Dans un long message sur son blog, Mme Li a révélé que son conjoint, avec qui elle vit depuis 17 ans et qu’elle considère comme son « mari », était une personne transgenre, née femme mais s’identifiant comme homme.
Désireuse de dissiper des malentendus, Li Yinhe a insisté sur le fait qu’elle-même se sentait totalement « hétérosexuelle ».
Un magazine national s’est alors intéressé au couple, et même le très officiel Quotidien du Peuple, organe du Parti communiste chinois, s’est fendu d’un microblog appelant à « respecter les choix de gens comme Li Yinhe ».

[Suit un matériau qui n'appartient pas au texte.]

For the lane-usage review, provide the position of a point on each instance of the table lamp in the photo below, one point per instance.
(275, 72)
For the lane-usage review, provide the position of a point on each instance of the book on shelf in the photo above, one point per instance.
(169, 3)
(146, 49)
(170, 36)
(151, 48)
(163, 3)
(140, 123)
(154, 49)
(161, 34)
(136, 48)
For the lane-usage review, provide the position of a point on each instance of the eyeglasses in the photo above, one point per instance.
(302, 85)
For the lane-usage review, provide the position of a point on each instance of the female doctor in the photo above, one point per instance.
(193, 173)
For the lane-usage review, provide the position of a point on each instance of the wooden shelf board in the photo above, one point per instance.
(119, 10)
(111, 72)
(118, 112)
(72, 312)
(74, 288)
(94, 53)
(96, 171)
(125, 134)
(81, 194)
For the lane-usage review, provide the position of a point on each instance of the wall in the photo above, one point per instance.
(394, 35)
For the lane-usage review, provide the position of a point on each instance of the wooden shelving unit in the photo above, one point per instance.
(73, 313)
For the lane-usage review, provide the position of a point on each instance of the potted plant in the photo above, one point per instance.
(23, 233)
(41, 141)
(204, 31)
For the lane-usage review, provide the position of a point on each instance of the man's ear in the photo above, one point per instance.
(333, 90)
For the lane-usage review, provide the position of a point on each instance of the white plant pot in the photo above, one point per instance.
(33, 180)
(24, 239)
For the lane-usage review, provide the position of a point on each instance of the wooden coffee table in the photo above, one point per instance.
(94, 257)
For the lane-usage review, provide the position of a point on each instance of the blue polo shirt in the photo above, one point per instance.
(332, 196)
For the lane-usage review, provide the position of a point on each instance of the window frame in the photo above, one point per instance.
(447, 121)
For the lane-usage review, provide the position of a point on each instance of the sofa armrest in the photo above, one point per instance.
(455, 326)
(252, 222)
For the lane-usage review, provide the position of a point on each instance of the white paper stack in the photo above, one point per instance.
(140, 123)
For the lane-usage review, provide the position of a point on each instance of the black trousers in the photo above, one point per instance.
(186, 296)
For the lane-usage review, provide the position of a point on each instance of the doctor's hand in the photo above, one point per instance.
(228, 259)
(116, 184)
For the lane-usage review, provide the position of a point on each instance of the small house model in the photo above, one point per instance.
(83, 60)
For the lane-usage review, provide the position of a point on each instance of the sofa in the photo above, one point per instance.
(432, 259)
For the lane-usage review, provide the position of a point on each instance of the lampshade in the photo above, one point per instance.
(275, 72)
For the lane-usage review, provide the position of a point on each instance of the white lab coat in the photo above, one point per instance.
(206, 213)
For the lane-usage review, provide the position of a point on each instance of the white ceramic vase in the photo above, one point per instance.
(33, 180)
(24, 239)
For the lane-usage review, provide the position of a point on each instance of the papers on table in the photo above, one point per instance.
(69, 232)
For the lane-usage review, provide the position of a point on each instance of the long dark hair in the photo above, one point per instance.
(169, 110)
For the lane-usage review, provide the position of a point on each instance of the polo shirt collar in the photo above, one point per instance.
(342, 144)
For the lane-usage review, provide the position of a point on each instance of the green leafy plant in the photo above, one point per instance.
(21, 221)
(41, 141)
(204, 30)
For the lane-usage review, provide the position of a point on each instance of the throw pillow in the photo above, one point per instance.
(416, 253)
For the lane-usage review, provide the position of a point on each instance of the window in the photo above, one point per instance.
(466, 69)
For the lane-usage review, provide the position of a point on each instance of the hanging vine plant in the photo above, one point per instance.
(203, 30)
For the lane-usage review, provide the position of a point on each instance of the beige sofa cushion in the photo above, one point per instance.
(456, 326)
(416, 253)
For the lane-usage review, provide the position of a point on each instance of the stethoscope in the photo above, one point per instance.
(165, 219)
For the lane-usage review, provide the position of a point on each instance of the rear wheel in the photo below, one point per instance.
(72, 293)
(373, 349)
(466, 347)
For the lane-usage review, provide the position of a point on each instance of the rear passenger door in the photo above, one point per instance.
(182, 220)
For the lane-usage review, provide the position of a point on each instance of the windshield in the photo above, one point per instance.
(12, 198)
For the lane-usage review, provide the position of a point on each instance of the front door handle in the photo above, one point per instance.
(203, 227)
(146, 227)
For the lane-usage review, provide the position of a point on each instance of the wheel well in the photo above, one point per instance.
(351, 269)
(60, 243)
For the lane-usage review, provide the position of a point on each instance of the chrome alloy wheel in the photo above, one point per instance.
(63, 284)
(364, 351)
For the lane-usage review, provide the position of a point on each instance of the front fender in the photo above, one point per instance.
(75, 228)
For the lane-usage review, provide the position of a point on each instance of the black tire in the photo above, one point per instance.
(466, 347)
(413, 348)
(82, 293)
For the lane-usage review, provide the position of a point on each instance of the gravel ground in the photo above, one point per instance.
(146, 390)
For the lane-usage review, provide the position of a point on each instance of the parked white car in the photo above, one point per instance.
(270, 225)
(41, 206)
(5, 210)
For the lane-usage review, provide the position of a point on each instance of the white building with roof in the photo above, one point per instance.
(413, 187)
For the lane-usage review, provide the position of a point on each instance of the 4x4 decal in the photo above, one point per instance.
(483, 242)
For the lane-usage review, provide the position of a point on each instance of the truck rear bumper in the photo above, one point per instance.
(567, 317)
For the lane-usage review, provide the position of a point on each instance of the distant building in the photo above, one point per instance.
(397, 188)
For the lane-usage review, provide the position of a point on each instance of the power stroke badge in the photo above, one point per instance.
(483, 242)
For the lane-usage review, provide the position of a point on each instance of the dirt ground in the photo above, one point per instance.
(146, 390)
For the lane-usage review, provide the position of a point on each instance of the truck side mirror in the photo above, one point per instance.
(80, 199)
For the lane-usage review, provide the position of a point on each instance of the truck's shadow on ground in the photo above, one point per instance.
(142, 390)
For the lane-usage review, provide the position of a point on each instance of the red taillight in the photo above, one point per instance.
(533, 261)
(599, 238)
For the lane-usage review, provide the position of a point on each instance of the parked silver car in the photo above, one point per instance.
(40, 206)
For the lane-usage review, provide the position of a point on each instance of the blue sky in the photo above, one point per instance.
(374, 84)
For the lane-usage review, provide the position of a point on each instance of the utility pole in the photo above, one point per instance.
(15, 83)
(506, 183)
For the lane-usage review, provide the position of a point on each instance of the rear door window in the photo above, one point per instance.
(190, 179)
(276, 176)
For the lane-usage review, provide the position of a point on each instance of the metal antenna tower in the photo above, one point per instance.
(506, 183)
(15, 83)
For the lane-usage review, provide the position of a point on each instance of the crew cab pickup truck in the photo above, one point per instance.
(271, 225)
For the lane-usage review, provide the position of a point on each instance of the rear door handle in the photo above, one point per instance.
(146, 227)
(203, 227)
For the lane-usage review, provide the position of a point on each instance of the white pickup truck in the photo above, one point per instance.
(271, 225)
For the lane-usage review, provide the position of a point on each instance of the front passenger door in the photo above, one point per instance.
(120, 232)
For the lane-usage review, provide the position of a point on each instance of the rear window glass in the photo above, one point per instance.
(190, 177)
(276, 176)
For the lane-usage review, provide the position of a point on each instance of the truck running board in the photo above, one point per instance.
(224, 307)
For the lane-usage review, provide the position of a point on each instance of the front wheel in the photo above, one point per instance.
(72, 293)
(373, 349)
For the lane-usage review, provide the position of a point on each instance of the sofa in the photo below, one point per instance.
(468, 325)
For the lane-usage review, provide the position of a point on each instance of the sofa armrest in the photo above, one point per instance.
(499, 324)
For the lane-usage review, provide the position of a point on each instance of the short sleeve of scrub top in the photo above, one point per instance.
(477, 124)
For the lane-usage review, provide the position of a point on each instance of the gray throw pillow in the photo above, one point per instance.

Autre figure emblématique, le danseur transsexuel Jin Xing – né homme, devenu femme – qui apparaît avec succès dans de nombreuses émissions télévisées grand public.
Mais ces exemples, de l’avis général, sont l’arbre qui cache la forêt: de nombreux médecins et psychiatres chinois, insuffisamment formés à la question, ignorent comment aborder les personnes transgenres, indique à l’AFP Xin Ying, directrice du LGBT Center.
Ceux qui changent leur apparence physique rencontrent des difficultés pour obtenir un emploi, recevoir des soins ou même embarquer à bord d’un train, explique-t-elle. Car changer le genre figurant sur leurs papiers d’identité est presque mission impossible, faute de procédure légale établie.
De son côté, Fang Yuran, née fille mais se considérant de sexe masculin, a préféré faire son coming out auprès de sa famille… mais comme lesbienne. « Si je confie la vérité à mes parents, ils penseront que je suis malade », soupire-t-elle.